Gilde Holdings Co.the parent company of Guild Mortgagesuffered a loss of $66.9 million in the third quarter of 2024, after posting a profit of $37 million in the previous quarter. Meanwhile, production volume rose to $6.9 billion, up 6% from the second quarter and 49% higher than the same period in 2023.
This led to the originations segment posting “profitable” results, according to CEO Terry Schmidt.
Net sales fell from $285.7 million in the second quarter of 2024 to $159.3 million in the third quarter. Net loss attributable to Guild was $66.9 million, while adjusted net income was $31.7 million, according to an 8-K filing with the Securities and Exchange Commission (SEC). Adjusted EBITDA for the quarter was $46.4 million.
Schmidt said in a statement that despite the loss, the company’s trajectory continues to reflect “positive momentum” based on investments it has made in previous acquisitions.
Schmidt added that a “clear differentiator” of the company is “the realization of the growth platform” resulting from the acquisitions, including Academy Mortgage at the beginning of the year. She added that new production is expected to grow regardless of the interest rate environment.
“Our focus on achieving profitable long-term market share gains, together with our balanced business model of origination and servicing, positions us for success in macroeconomic environments,” Schmidt said.

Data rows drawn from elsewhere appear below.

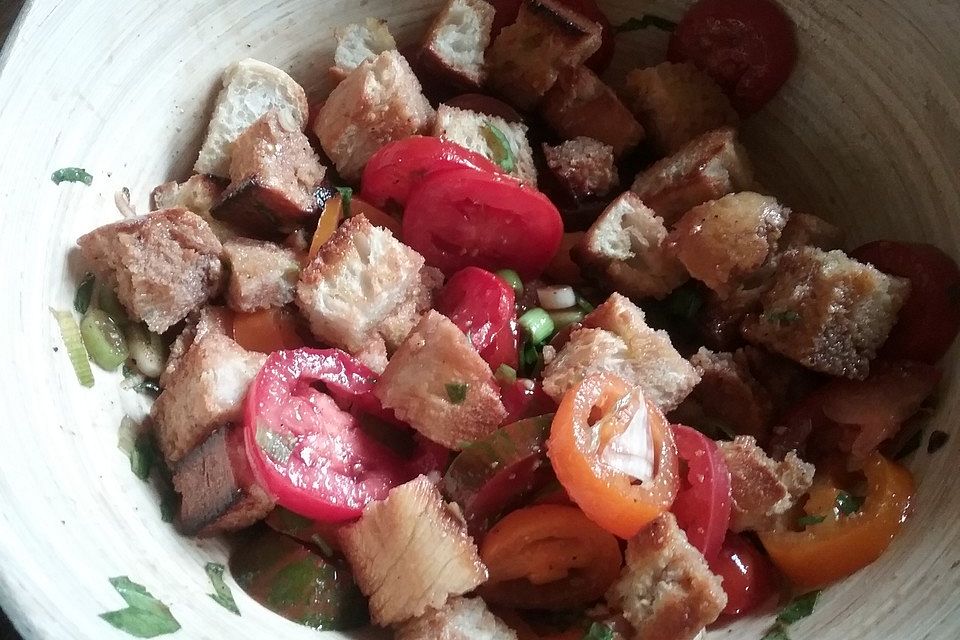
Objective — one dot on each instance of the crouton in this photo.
(666, 590)
(827, 311)
(274, 179)
(378, 102)
(439, 384)
(616, 339)
(250, 89)
(360, 277)
(580, 104)
(505, 143)
(675, 103)
(459, 619)
(359, 43)
(762, 489)
(163, 265)
(262, 274)
(409, 553)
(723, 242)
(527, 56)
(707, 168)
(807, 230)
(455, 43)
(584, 166)
(217, 488)
(205, 392)
(624, 250)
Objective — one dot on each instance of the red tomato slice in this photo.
(748, 46)
(749, 578)
(461, 218)
(397, 168)
(308, 451)
(483, 306)
(702, 506)
(930, 318)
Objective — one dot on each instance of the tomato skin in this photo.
(398, 167)
(461, 218)
(929, 320)
(749, 578)
(748, 46)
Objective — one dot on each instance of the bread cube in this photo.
(527, 56)
(675, 103)
(827, 311)
(378, 102)
(725, 241)
(409, 553)
(707, 168)
(250, 89)
(625, 250)
(505, 143)
(205, 392)
(581, 104)
(163, 265)
(262, 274)
(453, 50)
(666, 590)
(360, 278)
(439, 384)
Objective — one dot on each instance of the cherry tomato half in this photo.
(930, 319)
(461, 218)
(748, 46)
(398, 167)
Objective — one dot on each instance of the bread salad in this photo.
(485, 343)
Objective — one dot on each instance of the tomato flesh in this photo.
(748, 46)
(461, 218)
(929, 320)
(398, 167)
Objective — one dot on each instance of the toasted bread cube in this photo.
(459, 619)
(163, 265)
(250, 89)
(581, 104)
(453, 50)
(584, 166)
(262, 274)
(707, 168)
(217, 487)
(409, 553)
(505, 143)
(666, 591)
(205, 392)
(827, 311)
(675, 103)
(439, 384)
(807, 230)
(274, 178)
(527, 56)
(378, 102)
(616, 339)
(359, 43)
(360, 278)
(625, 250)
(723, 242)
(761, 489)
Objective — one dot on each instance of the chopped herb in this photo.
(645, 21)
(81, 300)
(145, 616)
(221, 592)
(848, 504)
(499, 147)
(456, 392)
(72, 174)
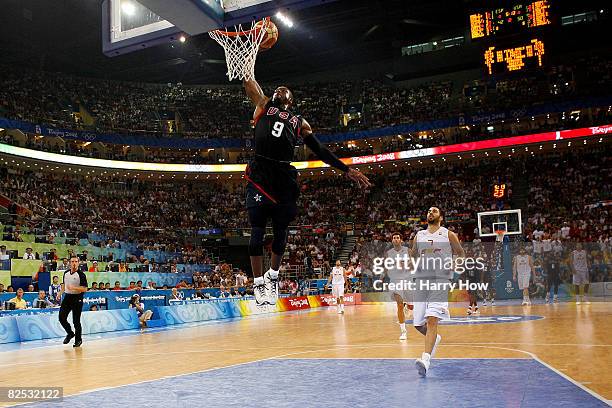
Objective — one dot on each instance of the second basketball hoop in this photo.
(241, 46)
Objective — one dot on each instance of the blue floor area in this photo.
(451, 383)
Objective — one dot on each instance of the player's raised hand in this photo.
(358, 177)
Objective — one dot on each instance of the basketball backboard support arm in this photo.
(170, 19)
(509, 221)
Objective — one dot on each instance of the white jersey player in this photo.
(522, 271)
(434, 248)
(580, 271)
(337, 279)
(400, 271)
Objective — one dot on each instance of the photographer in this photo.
(143, 315)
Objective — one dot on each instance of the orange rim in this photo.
(239, 33)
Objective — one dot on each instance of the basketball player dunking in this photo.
(396, 274)
(272, 188)
(522, 273)
(435, 246)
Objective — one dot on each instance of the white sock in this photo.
(433, 351)
(272, 274)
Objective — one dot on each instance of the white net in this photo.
(241, 47)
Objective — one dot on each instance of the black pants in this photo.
(74, 304)
(281, 215)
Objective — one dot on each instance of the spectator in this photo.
(42, 301)
(143, 315)
(29, 255)
(175, 295)
(18, 300)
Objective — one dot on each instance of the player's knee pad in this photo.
(279, 242)
(256, 242)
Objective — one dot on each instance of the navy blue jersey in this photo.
(277, 132)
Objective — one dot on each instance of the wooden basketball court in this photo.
(571, 342)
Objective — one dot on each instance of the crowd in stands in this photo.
(224, 112)
(563, 189)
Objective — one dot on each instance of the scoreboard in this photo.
(510, 20)
(500, 60)
(513, 37)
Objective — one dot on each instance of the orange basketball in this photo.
(270, 35)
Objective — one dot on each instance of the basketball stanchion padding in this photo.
(241, 46)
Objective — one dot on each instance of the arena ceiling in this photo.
(65, 35)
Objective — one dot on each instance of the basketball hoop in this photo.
(241, 47)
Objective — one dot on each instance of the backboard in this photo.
(509, 221)
(131, 25)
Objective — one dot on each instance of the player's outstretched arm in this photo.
(328, 157)
(255, 93)
(456, 245)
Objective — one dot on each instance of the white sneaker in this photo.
(271, 286)
(261, 297)
(438, 340)
(422, 364)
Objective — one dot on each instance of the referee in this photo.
(75, 284)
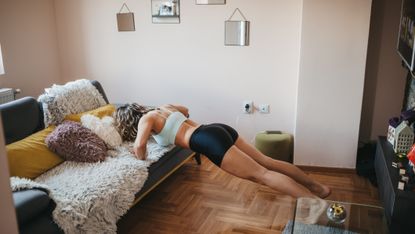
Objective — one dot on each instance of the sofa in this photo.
(22, 118)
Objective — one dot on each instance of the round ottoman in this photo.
(275, 144)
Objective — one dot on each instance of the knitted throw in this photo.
(91, 197)
(72, 98)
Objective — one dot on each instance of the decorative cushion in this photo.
(104, 128)
(102, 111)
(30, 157)
(74, 142)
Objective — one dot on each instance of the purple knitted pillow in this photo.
(74, 142)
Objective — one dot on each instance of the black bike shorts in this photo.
(213, 141)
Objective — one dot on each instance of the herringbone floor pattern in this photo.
(204, 199)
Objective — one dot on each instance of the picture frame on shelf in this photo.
(409, 97)
(210, 2)
(165, 11)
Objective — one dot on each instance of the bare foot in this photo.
(320, 190)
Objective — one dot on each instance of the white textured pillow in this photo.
(104, 128)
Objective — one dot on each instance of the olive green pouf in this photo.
(275, 144)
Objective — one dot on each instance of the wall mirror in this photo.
(210, 2)
(165, 11)
(125, 21)
(237, 31)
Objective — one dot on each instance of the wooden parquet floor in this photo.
(204, 199)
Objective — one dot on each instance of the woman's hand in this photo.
(140, 152)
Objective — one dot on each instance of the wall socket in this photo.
(264, 108)
(248, 107)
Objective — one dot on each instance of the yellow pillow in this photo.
(30, 157)
(100, 112)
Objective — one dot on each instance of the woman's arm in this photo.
(143, 133)
(184, 110)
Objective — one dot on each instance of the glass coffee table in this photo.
(324, 216)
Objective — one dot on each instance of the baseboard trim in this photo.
(328, 169)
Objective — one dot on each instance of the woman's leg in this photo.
(241, 165)
(283, 167)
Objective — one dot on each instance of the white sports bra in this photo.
(167, 135)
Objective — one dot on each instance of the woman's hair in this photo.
(127, 118)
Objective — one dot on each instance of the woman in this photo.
(169, 124)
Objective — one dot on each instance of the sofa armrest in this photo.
(30, 203)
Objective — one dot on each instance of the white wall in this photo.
(29, 45)
(333, 57)
(188, 63)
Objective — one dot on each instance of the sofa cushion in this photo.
(104, 128)
(30, 157)
(100, 112)
(74, 142)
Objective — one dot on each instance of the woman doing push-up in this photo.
(169, 124)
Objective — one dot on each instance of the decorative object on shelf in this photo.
(165, 11)
(393, 123)
(403, 138)
(125, 21)
(2, 72)
(210, 2)
(237, 31)
(336, 213)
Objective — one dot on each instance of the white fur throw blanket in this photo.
(91, 197)
(73, 97)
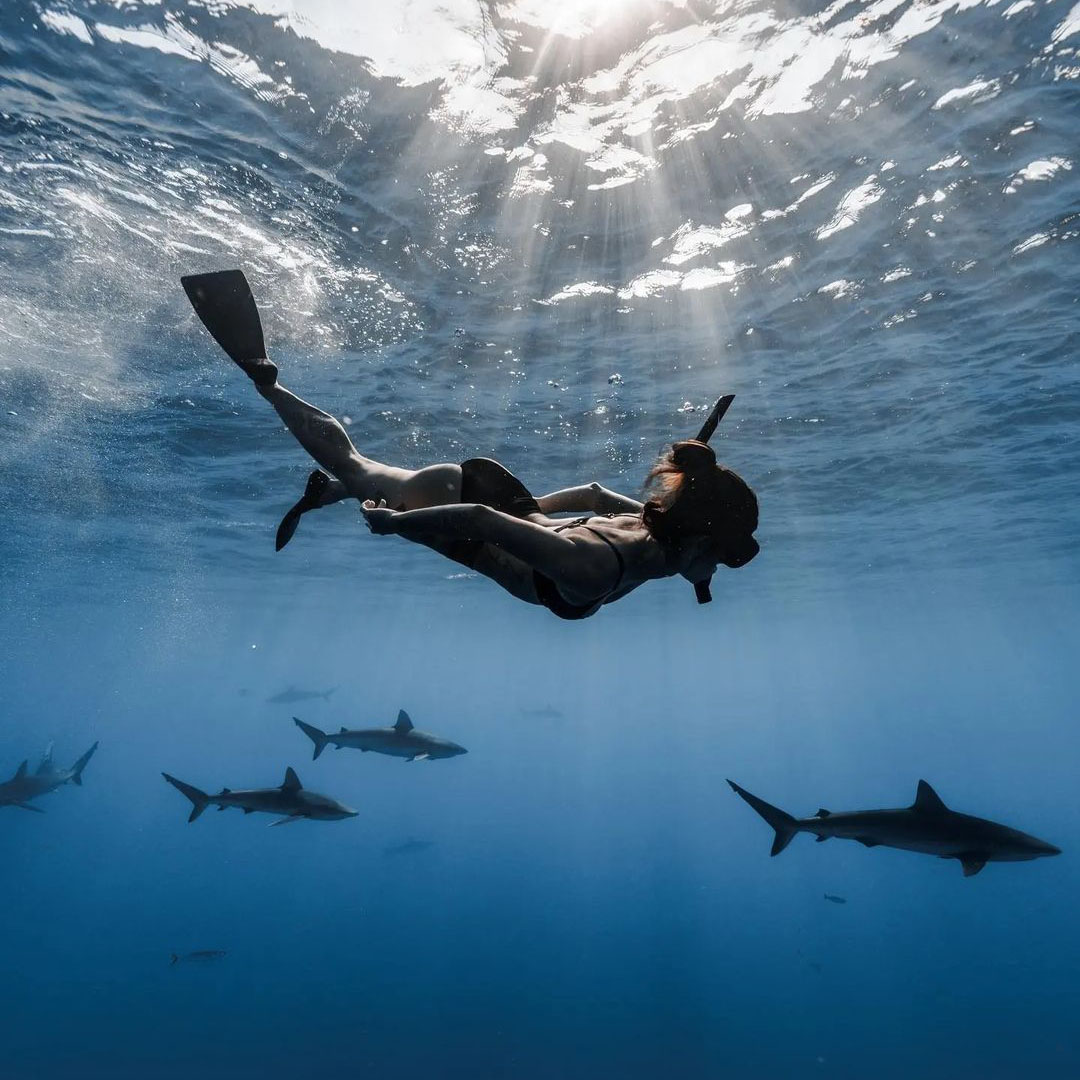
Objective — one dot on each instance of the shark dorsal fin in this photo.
(46, 760)
(927, 799)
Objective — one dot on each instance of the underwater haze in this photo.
(552, 233)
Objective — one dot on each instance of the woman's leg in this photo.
(361, 477)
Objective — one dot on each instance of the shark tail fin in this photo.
(80, 765)
(199, 799)
(785, 825)
(319, 738)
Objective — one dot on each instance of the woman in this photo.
(699, 514)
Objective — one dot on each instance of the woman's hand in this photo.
(380, 520)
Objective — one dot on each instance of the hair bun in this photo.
(693, 457)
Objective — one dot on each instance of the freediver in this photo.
(698, 515)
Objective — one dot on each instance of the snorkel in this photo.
(701, 589)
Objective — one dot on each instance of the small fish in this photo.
(199, 956)
(292, 694)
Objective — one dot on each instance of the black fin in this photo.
(927, 800)
(784, 824)
(714, 418)
(311, 499)
(224, 301)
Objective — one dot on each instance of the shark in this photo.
(292, 696)
(402, 740)
(26, 785)
(291, 801)
(927, 826)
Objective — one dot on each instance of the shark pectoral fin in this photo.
(972, 863)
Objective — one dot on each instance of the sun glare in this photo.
(572, 18)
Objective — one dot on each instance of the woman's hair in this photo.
(692, 496)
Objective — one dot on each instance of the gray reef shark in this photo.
(291, 801)
(25, 785)
(927, 826)
(402, 740)
(292, 696)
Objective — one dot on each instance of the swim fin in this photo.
(701, 590)
(224, 301)
(714, 418)
(311, 499)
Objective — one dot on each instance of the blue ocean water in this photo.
(553, 233)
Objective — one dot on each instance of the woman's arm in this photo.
(588, 497)
(544, 550)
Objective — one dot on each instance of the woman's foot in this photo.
(318, 483)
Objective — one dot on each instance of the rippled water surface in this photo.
(551, 232)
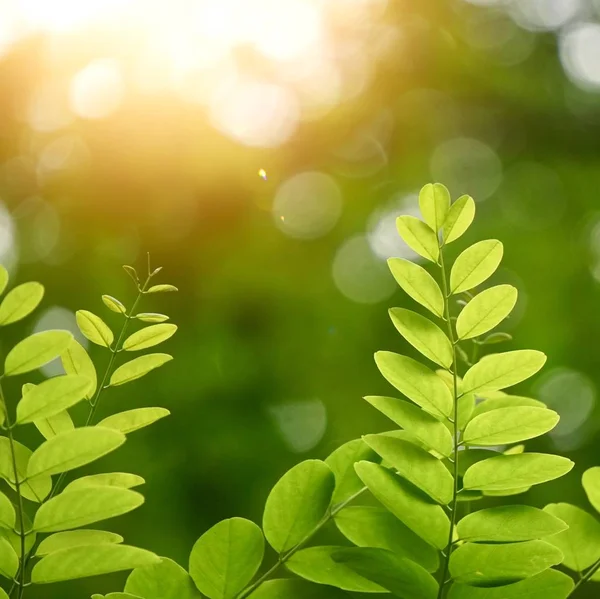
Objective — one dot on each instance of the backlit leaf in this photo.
(94, 328)
(509, 425)
(513, 471)
(137, 368)
(81, 562)
(419, 237)
(35, 351)
(297, 503)
(498, 371)
(418, 283)
(417, 382)
(485, 311)
(226, 558)
(423, 335)
(476, 264)
(428, 520)
(20, 302)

“We are confident in our platform, our products and our people, and expect to see increased production from our extensive origination network over time, while remaining disciplined to deliver long-term value to our shareholders .”
Amber Kramer, the company’s chief financial officer, elaborated on the company’s financial results during an earnings call on Wednesday. The company’s servicing portfolio grew to $91.4 billion in unpaid principal (UPB), but recorded a net loss of $74.6 million attributed to “the downward adjustment to MSRs of $124 million due to the decline in the interest,” says Kramer.
The UPB of the services portfolio increased 3% compared to the total of $89.1 billion at the end of June.
“Our servicing portfolio remains a valuable source of continued cash flow and future loan recapture opportunities, and it reinforces our customers-for-life strategy,” Kramer said. “In addition, our business model – which combines new production in the service segments – provides natural coverage over time, as interest rate declines should translate into higher new production, both in terms of purchases and refinancings.”
The company’s cash and cash equivalents at the end of September were $106.2 million, an increase of $3.8 million quarter over quarter.
In after-hours trading on Wednesday Guild share price fell to $12.99 after a peak of $14.37 earlier in the day.